I plugged in the old Toshiba, and as expected, nothing. The gateway was the same. Finally, I came to Leah’s old HP. She had the computer for only a year and a half when it suddenly and inexplicably died. We found the mobo’s had a pretty common problem with that, and so we wrote it off… Eventually. For a solid year afterwards, before we bought her a replacement we would randomly plug the thing in just to see if it had spontaneously regenerated. It hadn’t.
This time though, I plugged it in expecting to be met with complete silence. I held down the power key, and to my utter astonishment, the boot posted. It immediately started screeching that it didn’t have an operating system, but the thing was on! Tentatively, I installed windows 7. It took. It’s working like a charm.

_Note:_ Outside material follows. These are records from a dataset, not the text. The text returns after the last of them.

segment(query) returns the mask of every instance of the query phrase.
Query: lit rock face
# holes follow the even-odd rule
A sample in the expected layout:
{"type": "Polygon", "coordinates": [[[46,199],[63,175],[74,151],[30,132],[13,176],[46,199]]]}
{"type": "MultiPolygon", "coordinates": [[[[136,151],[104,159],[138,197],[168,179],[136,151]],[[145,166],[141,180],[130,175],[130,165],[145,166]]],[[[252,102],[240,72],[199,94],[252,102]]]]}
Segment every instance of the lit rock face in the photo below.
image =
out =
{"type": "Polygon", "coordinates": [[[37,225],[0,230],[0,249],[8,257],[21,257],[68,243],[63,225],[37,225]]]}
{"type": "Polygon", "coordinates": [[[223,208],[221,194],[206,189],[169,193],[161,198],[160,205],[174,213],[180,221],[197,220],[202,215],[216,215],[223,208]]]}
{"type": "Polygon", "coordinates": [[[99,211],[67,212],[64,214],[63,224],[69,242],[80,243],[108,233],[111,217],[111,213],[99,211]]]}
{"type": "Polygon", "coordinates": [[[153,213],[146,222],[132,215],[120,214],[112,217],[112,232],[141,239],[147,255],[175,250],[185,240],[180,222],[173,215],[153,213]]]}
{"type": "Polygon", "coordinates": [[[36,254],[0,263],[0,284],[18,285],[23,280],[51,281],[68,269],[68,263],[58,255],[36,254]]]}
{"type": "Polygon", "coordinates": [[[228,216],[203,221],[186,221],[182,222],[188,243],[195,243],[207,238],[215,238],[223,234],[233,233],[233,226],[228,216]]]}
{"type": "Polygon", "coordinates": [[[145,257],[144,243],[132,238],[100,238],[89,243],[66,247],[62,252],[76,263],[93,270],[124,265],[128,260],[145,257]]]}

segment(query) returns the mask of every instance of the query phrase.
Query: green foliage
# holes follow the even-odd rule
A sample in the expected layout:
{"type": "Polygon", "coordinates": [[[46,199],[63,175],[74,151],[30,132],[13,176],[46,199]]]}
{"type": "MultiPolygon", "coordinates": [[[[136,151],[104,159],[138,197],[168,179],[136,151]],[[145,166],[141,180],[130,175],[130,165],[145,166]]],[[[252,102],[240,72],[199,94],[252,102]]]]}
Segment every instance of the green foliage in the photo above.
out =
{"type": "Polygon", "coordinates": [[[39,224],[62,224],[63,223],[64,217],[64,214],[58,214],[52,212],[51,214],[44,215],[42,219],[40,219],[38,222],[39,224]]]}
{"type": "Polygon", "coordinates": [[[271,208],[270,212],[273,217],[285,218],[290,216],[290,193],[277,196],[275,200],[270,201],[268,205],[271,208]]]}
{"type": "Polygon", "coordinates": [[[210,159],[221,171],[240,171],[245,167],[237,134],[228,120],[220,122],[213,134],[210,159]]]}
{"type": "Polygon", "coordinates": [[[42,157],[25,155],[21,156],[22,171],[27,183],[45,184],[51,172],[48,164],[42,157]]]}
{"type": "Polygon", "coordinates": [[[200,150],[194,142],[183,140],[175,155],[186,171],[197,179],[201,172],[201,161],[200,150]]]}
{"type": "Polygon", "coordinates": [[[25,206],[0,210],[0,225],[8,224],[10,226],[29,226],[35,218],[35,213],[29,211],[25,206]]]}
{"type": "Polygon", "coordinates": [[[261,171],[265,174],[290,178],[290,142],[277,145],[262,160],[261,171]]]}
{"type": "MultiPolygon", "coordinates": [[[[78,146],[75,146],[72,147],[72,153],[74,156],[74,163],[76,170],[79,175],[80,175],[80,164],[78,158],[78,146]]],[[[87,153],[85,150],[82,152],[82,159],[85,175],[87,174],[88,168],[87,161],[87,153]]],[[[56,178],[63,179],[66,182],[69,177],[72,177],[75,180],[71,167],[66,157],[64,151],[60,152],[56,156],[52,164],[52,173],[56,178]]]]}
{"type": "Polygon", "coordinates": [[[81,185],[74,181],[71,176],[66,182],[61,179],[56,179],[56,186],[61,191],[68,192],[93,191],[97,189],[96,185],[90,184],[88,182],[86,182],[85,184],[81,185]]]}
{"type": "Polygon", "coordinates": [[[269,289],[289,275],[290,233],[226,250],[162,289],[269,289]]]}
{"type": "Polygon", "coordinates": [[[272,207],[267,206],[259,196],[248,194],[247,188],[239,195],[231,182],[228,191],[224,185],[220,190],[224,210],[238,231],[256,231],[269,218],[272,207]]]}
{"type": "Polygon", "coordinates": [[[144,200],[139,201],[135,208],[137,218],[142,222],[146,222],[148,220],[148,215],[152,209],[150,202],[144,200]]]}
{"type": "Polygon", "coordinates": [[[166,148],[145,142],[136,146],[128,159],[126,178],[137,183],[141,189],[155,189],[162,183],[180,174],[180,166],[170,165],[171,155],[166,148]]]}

So, okay, this story turned out way longer than I really thought it would. But here is the bottom line; the take away that made my neck-hair stand on end… God isn’t speaking to me like he used to. But maybe… Just maybe I’m beginning to re-learn how to catch glimpses of him in other ways. Maybe, finally, for the first time in eons, I’ve opened my eyes wide enough to begin seeing the movement and rhythm of his Grace.
Maybe the great silence is truly coming to an end… Maybe the whole thing was a lesson in learning how to listen more intently? I don’t know. But when that screen came to life, I think I felt a little piece of my soul do the same.